Meg Alexander
Josephine Burr
Isaac Jaegerman
April 9 – May 28, 2022
Opening Reception: Saturday, April 9 • 3pm – 5pm
Gallery hours: Thursdays, 12pm-4pm and by appointment
Drive-by Projects is pleased to present Dance of Opposites, an exhibition of drawings by Meg Alexander, clay sculpture by Jody Burr, and paintings by Isaac Jaegerman.
We were drawn to the ability of these three artists to embrace unexpected combinations of imagery and/or conceptual content, and to merge these seemingly disparate elements into a concordant whole. Jaegerman’s realistic landscapes pairs with geometric patterns, Alexander’s meticulously drawn birds abut fields of pure color, and Burr’s seemingly fragile porcelain forms give shape to volume and blur the boundaries of inside and out.
This work in particular is exploring a tender sort of intersection that relates to the everyday object as a point of contemplation. I’ve always been interested in the container as a metaphorical space – giving shape to emptiness, and creating a fluid boundary between what’s inside and outside. During the early days of the pandemic this idea really resurfaced in my work, as we all turned inward in a period of intense uncertainty, and our lives became limited to our homes. I thought about how the objects around us become anchors. I began creating “still life” vignettes of these empty, often bottomless volumes, built through a slow, tactile, open-ended process. The tension between fragility and solidity, familiarity and the unknown, and the way labor grounds us in the face of uncertainty, is what this work explores.
– Josephine Burr
These works pair imagined landscape scenes with complementary, quilt-like abstractions. My work balances two visual languages to impart a singular mood and expression of reality. In these diptychs, the solitary trees are totems for the settings behind them, anchoring the landscapes and dwelling, completely still, amidst rushing water, waning evening light or a warm summer afternoon. The accompanying cut-paper abstractions pull from the sense of motion or stillness and weave the feeling into an ethereal grid.
– Isaac Jaegerman
These drawings are from an ongoing series called ‘False Azure,’ a reference to the first lines from Nabokov’s poem in his novel ‘Pale Fire’:
“I was the shadow of the waxwing slain By the false azure in the windowpane; I was the smudge of ashen fluff—and I Lived on, flew on, in the reflected sky.”

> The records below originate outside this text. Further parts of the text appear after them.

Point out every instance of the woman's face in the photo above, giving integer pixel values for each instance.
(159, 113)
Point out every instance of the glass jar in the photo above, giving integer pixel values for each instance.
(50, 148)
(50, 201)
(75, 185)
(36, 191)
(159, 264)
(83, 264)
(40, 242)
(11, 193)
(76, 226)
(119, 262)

In the poem, the writer, sitting inside and looking out, experiences the window as permeable whereas the bird is killed by the false blue of the window’s reflected sky. I find this duality compelling—an object can be itself or something else, experienced in multiple ways depending on your relationship to it. Each blue drawing (8 layers of color pencil on paper) is its own complex hue and exists simultaneously as color, shape, sky, and reflection of sky. Each grisaille bird drawing (diluted India ink on paper) is partnered with its blue, offering it an endless expanse of sky but also suggesting a false and potentially lethal reality.